AVSpeechSynthesizer

Though we’re a long way off from
Hal or
Her,
we shouldn’t forget about the billions of people out there for us to talk to.

Of the thousands of languages in existence,
an individual is fortunate to gain a command of just a few within their lifetime.
And yet,
over several millennia of human co-existence,
civilization has managed to make things work (more or less)
through an ad-hoc network of
interpreters, translators, scholars,
and children raised in the mixed linguistic traditions of their parents.
We’ve seen that mutual understanding fosters peace
and that conversely,
mutual unintelligibility destabilizes human relations.

It’s fitting that the development of computational linguistics
should coincide with the emergence of the international community we have today.
Working towards mutual understanding,
intergovernmental organizations like the United Nations and European Union
have produced a substantial corpus of
parallel texts,
which form the foundation of modern language translation technologies.

Computer-assisted communication
between speakers of different languages consists of three tasks:
transcribing the spoken words into text,
translating the text into the target language,
and synthesizing speech for the translated text.

This article focuses on how iOS handles the last of these: speech synthesis.


Introduced in iOS 7 and available in macOS 10.14 Mojave,
AVSpeechSynthesizer produces speech from text.

To use it,
create an AVSpeechUtterance object with the text to be spoken
and pass it to the speakUtterance(_:) method:


import AVFoundation
        let string = "Hello, World!"
        let utterance = AVSpeechUtterance(string: string)
        let synthesizer = AVSpeechSynthesizer()
        synthesizer.speakUtterance(utterance)
        
NSString *string = @"Hello, World!";
        AVSpeechUtterance *utterance = [[AVSpeechUtterance alloc] initWithString:string];
        utterance.voice = [AVSpeechSynthesisVoice voiceWithLanguage:@"en-US"];
        AVSpeechSynthesizer *synthesizer = [[AVSpeechSynthesizer alloc] init];
        [synthesizer speakUtterance:utterance];
        

You can use the adjust the volume, pitch, and rate of speech
by configuring the corresponding properties on the AVSpeechUtterance object.

When speaking,
a synthesizer can be paused on the next word boundary,
which makes for a less jarring user experience than stopping mid-vowel.

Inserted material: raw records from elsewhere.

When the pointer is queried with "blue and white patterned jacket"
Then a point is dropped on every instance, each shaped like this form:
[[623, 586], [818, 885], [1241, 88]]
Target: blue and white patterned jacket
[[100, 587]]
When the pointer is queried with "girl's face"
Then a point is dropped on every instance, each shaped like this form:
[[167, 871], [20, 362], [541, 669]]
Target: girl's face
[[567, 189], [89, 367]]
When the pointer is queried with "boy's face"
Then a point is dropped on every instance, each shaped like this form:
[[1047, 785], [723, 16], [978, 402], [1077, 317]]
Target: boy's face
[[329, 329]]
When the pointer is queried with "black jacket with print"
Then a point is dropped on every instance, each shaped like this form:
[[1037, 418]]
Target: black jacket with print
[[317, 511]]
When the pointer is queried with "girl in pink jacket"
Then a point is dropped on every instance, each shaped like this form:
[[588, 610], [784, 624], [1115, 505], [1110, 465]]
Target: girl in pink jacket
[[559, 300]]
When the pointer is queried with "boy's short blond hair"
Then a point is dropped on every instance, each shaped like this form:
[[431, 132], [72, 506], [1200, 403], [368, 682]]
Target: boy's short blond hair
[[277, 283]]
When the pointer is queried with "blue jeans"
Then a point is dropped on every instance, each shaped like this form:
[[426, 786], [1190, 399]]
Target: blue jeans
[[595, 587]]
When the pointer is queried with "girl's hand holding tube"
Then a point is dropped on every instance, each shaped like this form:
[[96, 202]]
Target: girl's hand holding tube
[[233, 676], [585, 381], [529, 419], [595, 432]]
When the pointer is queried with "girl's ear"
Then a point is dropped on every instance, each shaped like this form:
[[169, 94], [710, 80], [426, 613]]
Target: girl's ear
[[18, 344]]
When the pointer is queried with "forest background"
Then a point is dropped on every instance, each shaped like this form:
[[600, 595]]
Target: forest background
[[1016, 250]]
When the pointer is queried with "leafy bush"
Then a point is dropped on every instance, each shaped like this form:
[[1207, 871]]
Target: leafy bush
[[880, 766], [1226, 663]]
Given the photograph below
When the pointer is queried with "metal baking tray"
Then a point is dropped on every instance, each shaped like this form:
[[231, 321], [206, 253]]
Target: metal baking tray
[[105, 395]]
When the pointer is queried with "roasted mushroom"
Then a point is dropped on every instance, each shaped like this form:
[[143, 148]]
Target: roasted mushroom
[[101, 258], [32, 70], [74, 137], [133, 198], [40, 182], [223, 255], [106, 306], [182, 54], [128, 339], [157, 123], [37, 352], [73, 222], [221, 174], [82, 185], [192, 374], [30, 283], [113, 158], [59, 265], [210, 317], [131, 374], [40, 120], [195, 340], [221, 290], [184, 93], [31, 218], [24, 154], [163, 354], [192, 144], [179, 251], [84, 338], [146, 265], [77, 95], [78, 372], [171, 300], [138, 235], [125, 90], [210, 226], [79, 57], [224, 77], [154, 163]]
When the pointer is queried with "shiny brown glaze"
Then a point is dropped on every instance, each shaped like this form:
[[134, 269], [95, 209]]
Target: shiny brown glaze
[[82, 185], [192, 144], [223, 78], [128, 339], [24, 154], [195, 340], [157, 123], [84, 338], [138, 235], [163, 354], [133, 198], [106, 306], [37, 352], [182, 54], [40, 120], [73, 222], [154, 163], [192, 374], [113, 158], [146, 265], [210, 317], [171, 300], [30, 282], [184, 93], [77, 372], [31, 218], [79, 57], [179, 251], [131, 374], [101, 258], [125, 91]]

synthesizer.pauseSpeakingAtBoundary(.word)
        
[synthesizer pauseSpeakingAtBoundary:AVSpeechBoundaryWord];
        

Supported Languages

Mac OS 9 users will no doubt have fond memories of the old system voices —
especially the novelty ones, like
Bubbles, Cellos, Pipe Organ, and Bad News.

In the spirit of quality over quantity,
each language is provided a voice for each major locale region.
So instead of asking for “Fred” or “Markus”,
AVSpeechSynthesisVoice asks for en-US or de-DE.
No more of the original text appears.